W杯初戦出場ピンチ?ブラジル代表ネイマールが怪我でチームを最大3週間離脱へ…サプライズ選出前に偽りの診断書が提出されていた可能性も浮上して大問題に
W杯北中米大会に臨むブラジル代表にサプライズ復帰したFWネイマール(34、サントス)が右ふくらはぎの肉離れで最大3週間の戦線離脱を余儀なくされたと、ブラジルメディアが28日に一斉に報じた。ネイマールは31日(日本時間6月1日)のパナマ、6月6日(同7日)のエジプト両代表との国際親善試合の欠場が決定。同13日(同14日)の強敵モロッコ代表とのW杯初戦への出場も危ぶまれる事態に、怪我はないとする診断書を提出したサントスに対してブラジルサッカー連盟(CBF)が不信感を募らせる不穏な雰囲気も漂い始めている。
右ふくらはぎに肉離れ…代表入れ替えは無し
ネイマールが激震に見舞われた。
ブラジル代表のチームドクター、ロドリゴ・ラスマール氏が28日、チームの専用トレーニング拠点であるリオデジャネイロ郊外のグランジャ・コマリーで緊急のメディアブリーフィングを実施。ネイマールが右ふくらはぎに肉離れを負い、2週間から最大で3週間にわたってチームを離脱すると発表した。
4大会連続のW杯出場へ向けて、代表チームにサプライズ招集されたネイマールの突然の戦線離脱をブラジルメディアも大々的に報道。同国の一般紙『O GLOBO』は、ネイマールに関するラスマール氏の所見を次のように伝えている。
「昨日にネイマールがグランジャ・コマリーに到着してから、補完的なものを含めたあらゆる精密検査を実施した。そして最後のMRI検査で、右のふくらはぎにグレード2の筋損傷が確認された。残念ながら浮腫ではなかった。状態的には2週間から最大3週間に渡って、活動を休止しなければいけないと診ている」
肉離れのグレード2は一般的に「筋肉や筋膜が部分的に断裂して、皮下出血が起きている状態。患部を押すと痛みがあり、自力歩行は可能であるが、困難なものが多い」とされている。必然的に代表チームが臨む31日(日本時間6月1日)のパナマとの壮行試合(マラカナン・スタジアム)と、米国入り後の6月6日(同7日)に予定されているエジプトとの国際親善試合(クリーブランド)の欠場が決まった。
問題は13日(同14日)に待つモロッコとのグループC初戦(ニューヨーク・ニュージャージー・スタジアム)へ間に合うかどうか。最新のFIFAランキングで、6位のブラジルに対してモロッコは8位。前回カタール大会でアフリカ勢初のベスト4へ進出し、ここにきて再び右肩上がりの状態にある強敵との激突へ、前出の『O GLOBO』は「時間との戦いがすでに繰り広げられている」とこう続けた。

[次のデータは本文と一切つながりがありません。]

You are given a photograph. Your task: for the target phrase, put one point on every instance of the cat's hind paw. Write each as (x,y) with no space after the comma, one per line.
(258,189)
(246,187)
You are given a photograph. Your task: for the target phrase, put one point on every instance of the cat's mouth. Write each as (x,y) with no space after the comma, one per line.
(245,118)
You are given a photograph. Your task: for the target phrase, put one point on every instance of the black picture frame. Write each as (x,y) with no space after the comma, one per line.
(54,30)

「モロッコとのグループステージ初戦へ間に合うかどうかも疑わしいが、現時点で代表チームの選択肢には、スター選手を他の選手と入れ替えるプランは入っていない。カルロ・アンチェロッティ監督及びコーチングスタッフは、遅くともグループステージ中にネイマールを復帰させる方向でプランを練り直している。100%の状態に戻るのは、モロッコに加えてスコットランドとハイチと対戦するグループステージではなく、ラウンド32以降のノックアウトステージで十分と判断したようだ」
ブラジル代表として128試合に出場して79ゴールをマーク。王様ペレの77ゴールを抜いて歴代最多得点記録保持者となっているネイマールは、2023年10月のウルグアイ代表とのW杯南米予選第4節を最後に代表から遠ざかっている。